George Osborne has promised to hand councils full control over business rates, a decision that threatens to lock local authorities into competitively cutting taxes to attract local enterprise.
Announcing the surprise reforms at Conservative party conference in Manchester, Osborne promised a “devolution revolution” as announcing new freedoms for councils to retain the £26bn in business rate income at local level and to cut the level of the rate.
Osborne told delegates at the Conservative party conference: “Today I am embarking on the biggest transfer of power to our local government in living memory. We’re going to allow local government to keep the rates they collect from business. That’s right, all £26bn of business rates will be kept by councils instead of being sent up to Whitehall.”
A corresponding power for local government to raise rates will only be given to councils that agree to be governed by a directly elected city-wide mayor, such as in London, and only do so long as the extra revenue is spent on infrastructure rather than services, and the plans have the majority approval of local businesses.
Such councils will be entitled to raise rates by 2p, providing a big incentive for councils to agree to follow Osborne’s favoured model for local government, and so raise additional cash to invest in housing and transport.
The reforms partly remove controls Lady Thatcher imposed in an era of leftwing local government in 1990. But Osborne put the changes in the context of his long term plan to empower local government and build the “northern powerhouse”, an experiment in government and economic regeneration that he frankly admitted may not work.
He said he was trying to slay all the dragons that lay in Britain’s way, adding repeatedly that “we are the builders”. The overall theme of the speech was for the Conservative party to extend its hand to working people now that Jeremy Corbyn had taken Labour to the fringes of the left. He insisted the Conservatives are the party of work, the only true party of labour.
In his key reform, Osborne said the uniform national business rate will be abolished and councils will still be able will be able to keep all the business rates that they collect from local businesses meaning that power over £26bn of revenue from business rates will be devolved from Whitehall.
The Tories introduced a business rates retention scheme in 2013 that allowed councils to keep up to 50% of local business rates.
In his speech Osborne said he was taking the move further and that by 2020 English councils will be entitled to keep all the business rates. Full devolution of business rates will give local government control over an extra £13bn by 2020, said the Treasury.
In practice an existing system of top-ups, transfers and tariffs will continue that takes account of the fact that some wealthy councils, such as Westminster City council, earn vastly more in business rates than most councils. But the existing level of transfers will be frozen, slowly reducing the value of the transfers.

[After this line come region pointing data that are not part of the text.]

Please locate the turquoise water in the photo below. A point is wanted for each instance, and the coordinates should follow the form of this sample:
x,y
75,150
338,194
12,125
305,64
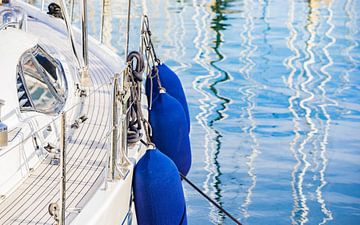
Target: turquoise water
x,y
273,90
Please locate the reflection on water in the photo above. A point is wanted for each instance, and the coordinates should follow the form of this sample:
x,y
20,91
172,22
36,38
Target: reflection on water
x,y
273,91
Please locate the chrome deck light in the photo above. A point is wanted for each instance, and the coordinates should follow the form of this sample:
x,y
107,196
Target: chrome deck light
x,y
13,17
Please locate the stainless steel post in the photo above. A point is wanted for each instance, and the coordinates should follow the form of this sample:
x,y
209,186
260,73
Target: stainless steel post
x,y
84,33
62,170
72,5
127,29
102,22
115,127
70,32
124,161
84,72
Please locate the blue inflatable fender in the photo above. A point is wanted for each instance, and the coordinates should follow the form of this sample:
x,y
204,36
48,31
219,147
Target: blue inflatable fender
x,y
171,82
158,194
169,130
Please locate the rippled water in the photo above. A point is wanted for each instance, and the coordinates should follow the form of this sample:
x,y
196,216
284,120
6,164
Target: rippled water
x,y
273,88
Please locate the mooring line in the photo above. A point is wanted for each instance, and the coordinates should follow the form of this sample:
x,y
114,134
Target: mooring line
x,y
209,199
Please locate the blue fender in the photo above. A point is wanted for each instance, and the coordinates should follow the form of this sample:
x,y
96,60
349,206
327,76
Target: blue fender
x,y
171,82
158,194
169,130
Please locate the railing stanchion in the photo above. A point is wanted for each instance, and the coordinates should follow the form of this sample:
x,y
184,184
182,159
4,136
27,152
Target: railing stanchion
x,y
62,170
115,127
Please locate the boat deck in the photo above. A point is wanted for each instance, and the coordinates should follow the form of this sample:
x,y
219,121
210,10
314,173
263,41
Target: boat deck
x,y
86,152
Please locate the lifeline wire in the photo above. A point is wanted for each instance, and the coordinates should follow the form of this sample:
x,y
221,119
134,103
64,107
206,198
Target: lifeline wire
x,y
210,200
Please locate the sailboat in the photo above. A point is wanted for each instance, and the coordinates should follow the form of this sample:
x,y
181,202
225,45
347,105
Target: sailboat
x,y
75,141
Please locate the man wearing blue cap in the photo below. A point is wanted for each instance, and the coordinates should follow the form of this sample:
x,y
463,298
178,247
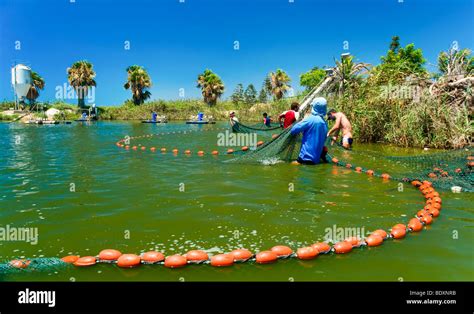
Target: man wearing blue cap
x,y
314,130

Increasingly councils that experience economic growth will become wealthier as they retain more the additional revenue.
The chancellor said: “Any local area will be able to cut business rates as much as they like to win new jobs and generate wealth, It’s up to them to judge whether they can afford it. It’s called having power and taking responsibility.”

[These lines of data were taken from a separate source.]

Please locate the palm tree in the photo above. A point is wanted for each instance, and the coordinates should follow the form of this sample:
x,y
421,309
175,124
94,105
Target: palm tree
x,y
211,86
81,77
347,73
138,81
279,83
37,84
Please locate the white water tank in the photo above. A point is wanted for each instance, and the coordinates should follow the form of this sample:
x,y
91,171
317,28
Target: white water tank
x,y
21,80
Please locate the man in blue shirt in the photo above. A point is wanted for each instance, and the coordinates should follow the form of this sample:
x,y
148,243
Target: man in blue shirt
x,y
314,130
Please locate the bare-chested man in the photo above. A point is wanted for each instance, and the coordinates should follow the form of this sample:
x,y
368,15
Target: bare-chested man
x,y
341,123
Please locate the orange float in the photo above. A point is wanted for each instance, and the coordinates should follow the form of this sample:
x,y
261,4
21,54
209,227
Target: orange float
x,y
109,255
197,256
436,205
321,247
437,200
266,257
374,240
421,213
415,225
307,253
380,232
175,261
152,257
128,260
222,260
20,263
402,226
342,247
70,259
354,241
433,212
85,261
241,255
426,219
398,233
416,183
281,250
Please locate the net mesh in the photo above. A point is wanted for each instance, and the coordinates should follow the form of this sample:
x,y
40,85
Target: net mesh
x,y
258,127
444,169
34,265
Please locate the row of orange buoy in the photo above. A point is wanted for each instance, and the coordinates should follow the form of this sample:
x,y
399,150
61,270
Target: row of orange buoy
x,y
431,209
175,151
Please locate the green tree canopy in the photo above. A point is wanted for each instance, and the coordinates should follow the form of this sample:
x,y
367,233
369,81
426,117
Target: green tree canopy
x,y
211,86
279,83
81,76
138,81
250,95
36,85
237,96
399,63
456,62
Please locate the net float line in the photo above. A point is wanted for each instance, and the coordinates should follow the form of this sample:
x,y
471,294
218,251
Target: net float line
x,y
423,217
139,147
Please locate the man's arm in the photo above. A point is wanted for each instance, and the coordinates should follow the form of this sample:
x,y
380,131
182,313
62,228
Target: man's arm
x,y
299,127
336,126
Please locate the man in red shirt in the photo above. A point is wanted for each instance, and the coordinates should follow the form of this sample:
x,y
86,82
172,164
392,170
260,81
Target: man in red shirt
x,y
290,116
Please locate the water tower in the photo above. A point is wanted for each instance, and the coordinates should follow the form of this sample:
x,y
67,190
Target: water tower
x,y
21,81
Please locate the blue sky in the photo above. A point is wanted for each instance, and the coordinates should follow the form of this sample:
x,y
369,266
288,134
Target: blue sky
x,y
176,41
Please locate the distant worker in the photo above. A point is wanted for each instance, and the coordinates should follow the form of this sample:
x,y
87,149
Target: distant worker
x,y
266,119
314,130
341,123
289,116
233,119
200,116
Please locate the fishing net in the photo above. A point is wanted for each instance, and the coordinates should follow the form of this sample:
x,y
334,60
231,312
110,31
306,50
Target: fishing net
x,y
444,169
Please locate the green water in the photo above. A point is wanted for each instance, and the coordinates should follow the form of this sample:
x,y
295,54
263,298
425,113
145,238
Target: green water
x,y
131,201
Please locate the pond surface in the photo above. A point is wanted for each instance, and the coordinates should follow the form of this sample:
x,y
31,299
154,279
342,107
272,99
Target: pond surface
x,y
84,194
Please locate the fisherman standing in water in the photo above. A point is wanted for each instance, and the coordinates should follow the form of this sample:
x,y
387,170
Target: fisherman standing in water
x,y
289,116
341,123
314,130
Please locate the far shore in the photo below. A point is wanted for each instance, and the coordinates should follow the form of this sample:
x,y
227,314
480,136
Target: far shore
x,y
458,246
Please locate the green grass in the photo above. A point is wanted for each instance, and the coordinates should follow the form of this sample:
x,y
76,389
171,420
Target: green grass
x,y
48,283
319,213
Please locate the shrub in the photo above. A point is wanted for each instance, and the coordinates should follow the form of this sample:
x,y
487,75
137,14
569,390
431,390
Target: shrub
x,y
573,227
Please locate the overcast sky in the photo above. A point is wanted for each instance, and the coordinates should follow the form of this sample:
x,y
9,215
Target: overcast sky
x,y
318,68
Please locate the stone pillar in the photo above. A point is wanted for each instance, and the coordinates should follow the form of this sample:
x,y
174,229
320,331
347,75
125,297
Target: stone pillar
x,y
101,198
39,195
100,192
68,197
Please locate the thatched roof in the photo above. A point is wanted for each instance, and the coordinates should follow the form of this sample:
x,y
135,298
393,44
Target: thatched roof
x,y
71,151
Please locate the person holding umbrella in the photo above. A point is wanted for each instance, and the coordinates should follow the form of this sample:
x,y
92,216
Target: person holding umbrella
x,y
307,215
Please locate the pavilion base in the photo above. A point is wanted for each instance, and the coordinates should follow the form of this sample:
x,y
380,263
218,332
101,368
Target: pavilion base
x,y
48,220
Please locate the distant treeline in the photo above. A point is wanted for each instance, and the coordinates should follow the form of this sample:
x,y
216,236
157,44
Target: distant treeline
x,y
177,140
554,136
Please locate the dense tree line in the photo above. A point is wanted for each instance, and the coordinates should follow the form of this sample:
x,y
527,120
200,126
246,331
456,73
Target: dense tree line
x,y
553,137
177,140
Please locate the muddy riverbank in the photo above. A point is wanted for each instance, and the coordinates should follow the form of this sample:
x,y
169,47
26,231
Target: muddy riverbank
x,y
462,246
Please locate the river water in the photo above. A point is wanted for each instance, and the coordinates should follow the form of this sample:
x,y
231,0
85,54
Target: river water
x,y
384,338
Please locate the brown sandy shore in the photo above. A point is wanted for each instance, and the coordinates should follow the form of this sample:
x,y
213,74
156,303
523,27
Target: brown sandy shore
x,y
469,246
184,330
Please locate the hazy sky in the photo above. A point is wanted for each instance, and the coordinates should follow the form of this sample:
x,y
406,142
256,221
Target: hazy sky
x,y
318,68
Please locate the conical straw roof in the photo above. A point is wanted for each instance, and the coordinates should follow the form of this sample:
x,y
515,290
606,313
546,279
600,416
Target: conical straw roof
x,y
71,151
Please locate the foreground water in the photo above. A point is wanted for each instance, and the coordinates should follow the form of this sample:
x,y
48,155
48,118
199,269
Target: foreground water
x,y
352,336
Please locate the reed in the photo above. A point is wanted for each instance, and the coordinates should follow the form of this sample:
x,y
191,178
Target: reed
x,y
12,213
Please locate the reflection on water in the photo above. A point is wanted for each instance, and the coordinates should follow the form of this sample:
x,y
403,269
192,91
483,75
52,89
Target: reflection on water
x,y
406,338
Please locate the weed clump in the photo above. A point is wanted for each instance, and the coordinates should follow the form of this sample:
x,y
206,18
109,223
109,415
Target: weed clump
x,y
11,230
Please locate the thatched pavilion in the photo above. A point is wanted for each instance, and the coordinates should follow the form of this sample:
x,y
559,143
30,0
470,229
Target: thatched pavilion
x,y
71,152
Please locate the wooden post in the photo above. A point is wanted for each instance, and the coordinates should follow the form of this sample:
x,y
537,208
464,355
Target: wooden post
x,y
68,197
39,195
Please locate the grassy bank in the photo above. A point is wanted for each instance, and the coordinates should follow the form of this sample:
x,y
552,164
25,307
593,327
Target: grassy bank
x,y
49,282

A Treasury official confirmed the chancellor was content for councils to cut the business rate to attract companies to their locality. There will be a safety net for any council who loses 7.5% of their business rates revenue in a year.
Currently only 17% of local government money is raised through local taxation – compared to an average of 55% across the OECD – and councils only directly control and raise 5% of their money in the form of council tax. This means that councils currently gain a limited amount from business growth in their area.
Jim McMahon, Labour leader of local government and leader of Oldham council, welcomed some of the changes but warned the reforms may over time lead to greater inequality in the ability of councils to raise revenue.
Tony Travers, director of the London local government group at the London School of Economics, said the scheme is designed to incentivise councils to be pro-enterprise, but Labour warned councils could be forced into a competitive battle to woo business by repeatedly cutting rates to attract companies to invest in their council.
Chartered Institute of Public Finance and Accountancy chief executive, Rob Whiteman, said ministers must now make clear how the decentralising process will work, including the procedure for worst-case scenarios and how high-need authorities, who currently have a net reliance on central funding, will be supported.
“They must also make clear exactly which services such as police, public health and special education needs local government will be expected to fund from business rates.”
The Centre for Cities thinktank welcomed the reforms – some similar to proposals set out by Labour ahead of the 2015 election saying they “signal the government is now ready to devolve significant fiscal powers alongside the strategic planning, transport and skills powers included in devolution deals to date”.
CBI director general John Cridland said the reform would be welcome as long as it didn’t lead to higher costs for businesses.
“If this bold announcement on business rates is a way to cut them, then it will spur councils to take a pro-growth approach, and has the CBI’s support. But this must not be a way to increase rates without the consent of the local business community.”
Osborne also confirmed that he was setting up a National Infrastructure Commission to be chaired Lord Adonis by the former Labour cabinet minister. Adonis will no longer take the Labour whip in the Lords but remains a Labour party member.